Today was my six month post Thyroidectomy (even though it has been seven months) Ultrasound.
The Ultrasound was like all others. I arrived and checked in. The receptionist told me "She is running a little behind", to which I played deaf and joked "What? She has a runner's little behind?" We both got a laugh out of it.
Soon enough I was called back. I laid on a bed and the Ultrasound technician got to work: first doing the "Thyroid bed" and then doing my entire neck.
It was very relaxing and I could have easily fallen asleep. My eyes were closed and she was massaging my neck with the Ultrasound wand. But then it started bringing back memories of almost a year ago when my Thyroid Cancer journey started.
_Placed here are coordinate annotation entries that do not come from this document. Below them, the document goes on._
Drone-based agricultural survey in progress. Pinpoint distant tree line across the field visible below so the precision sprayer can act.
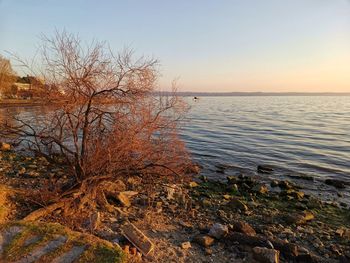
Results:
[0,55,44,99]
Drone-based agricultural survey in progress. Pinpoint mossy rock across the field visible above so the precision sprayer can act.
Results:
[0,222,127,263]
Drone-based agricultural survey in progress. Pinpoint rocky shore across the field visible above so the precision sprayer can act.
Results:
[0,145,350,262]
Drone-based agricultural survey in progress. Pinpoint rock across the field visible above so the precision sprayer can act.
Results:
[99,180,126,198]
[17,236,68,263]
[253,247,280,263]
[228,198,249,212]
[233,221,256,236]
[185,164,201,174]
[0,226,23,255]
[165,184,176,200]
[278,181,294,189]
[201,198,212,207]
[117,192,131,207]
[90,212,101,230]
[257,165,273,174]
[324,179,348,189]
[0,142,11,152]
[209,223,228,239]
[121,223,154,256]
[181,241,191,249]
[122,191,139,198]
[223,195,231,200]
[205,248,213,256]
[226,175,238,185]
[288,174,315,182]
[335,227,345,237]
[51,246,86,263]
[189,182,198,188]
[270,180,279,187]
[226,232,298,259]
[193,235,214,247]
[285,211,315,225]
[130,247,137,256]
[282,189,305,200]
[252,184,269,194]
[306,196,323,209]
I started remembering what I felt then, and everything I went through after that initial ultrasound. It was honestly a little emotional.
The Ultrasound technician finished. She gave me a towel to wipe the Ultrasound gel off my neck, and then I was done.
I walked back to the car oddly depressed. All those bad memories were fresh again. And now, what if this ultrasound found something just like last year's did? I could be in for another repeat of last year... or worse!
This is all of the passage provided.